Pacing

November 14, 2013, 1:26 am

Every book is different. Some authors, especially those who write for the mass-market, write in a very fast-paced, active voice. For example, Janet Evanovich, almost never uses backstory. In other words, her entire book is forward motion, driven by plot. Other authors employ quite a bit of backstory. An author like Anne Tyler could run a parallel story throughout her entire book just by using backstory. I tend to fall into this camp. I love using backstory to get at the motivation of my characters. In other words, why they are the way they are. What happened in their past that made them into the people they are today.

However, pacing is very important, and a writer needs to be careful with how much backstory he uses. The writer must always remember that it is the forward motion of the book that keeps the readers glued to the page. As a writer, I’m always learning. A few years ago, I was reading Anna Quindlen’s Every Last One. I was reading on my Kindle, so instead of page numbers, it showed percentages. In this story, a terrible tragedy occurs, and when it did, I looked down on my Kindle and saw that I was at exactly 50%. So in this case, the author decided to place her major climax smack in the middle of the book.

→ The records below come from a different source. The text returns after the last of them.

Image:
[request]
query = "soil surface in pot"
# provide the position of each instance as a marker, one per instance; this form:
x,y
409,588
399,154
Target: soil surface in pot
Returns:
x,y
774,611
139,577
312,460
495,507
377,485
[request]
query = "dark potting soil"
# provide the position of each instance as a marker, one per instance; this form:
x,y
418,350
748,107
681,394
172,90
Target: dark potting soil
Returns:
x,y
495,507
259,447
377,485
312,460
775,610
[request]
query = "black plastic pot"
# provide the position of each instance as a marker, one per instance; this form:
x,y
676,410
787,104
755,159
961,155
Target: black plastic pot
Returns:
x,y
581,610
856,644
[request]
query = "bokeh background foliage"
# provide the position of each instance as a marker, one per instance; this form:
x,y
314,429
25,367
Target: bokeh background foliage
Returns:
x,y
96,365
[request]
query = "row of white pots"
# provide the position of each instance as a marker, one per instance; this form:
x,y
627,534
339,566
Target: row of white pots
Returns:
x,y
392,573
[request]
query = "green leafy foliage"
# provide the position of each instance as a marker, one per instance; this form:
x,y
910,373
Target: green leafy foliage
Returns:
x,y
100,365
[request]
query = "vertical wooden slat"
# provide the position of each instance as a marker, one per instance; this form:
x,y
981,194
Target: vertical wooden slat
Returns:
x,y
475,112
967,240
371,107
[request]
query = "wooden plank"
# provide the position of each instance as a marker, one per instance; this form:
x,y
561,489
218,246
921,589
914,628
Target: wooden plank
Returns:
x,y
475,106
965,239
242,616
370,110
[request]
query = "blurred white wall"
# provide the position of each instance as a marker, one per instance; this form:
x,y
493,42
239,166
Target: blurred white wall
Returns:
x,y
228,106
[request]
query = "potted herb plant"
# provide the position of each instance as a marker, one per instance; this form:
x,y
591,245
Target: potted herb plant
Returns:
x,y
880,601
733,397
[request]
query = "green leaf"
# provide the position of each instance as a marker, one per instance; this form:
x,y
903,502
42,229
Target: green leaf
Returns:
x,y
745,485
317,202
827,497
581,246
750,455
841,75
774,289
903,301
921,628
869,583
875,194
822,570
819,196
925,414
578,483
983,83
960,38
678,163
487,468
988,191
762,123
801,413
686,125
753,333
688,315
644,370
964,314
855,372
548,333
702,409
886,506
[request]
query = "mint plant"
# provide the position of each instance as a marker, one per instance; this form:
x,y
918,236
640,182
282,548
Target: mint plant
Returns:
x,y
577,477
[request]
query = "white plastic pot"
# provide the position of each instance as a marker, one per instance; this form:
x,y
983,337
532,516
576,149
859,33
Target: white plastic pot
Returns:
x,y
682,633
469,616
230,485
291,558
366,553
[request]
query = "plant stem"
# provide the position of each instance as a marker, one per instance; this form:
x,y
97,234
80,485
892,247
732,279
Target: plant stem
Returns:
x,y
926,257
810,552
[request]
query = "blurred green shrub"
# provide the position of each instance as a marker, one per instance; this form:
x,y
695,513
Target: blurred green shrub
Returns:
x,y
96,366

That doesn’t always work, for my book, Acts of Contrition, there is a major secret that is the premise of the book. At first I tried the Quindlen approach and placed the “grand reveal” at exactly halfway through the book. But as I begun to work with my editor, he pointed out that I was making the readers wait too long and in doing so I was, in a way, deceiving them by withholding the truth. I needed to maintain my authenticity as a storyteller and by keeping the secret for too long, I put that trust in jeopardy. Ultimately, I moved up the “grand reveal” to about a third of the way through the book and this worked better.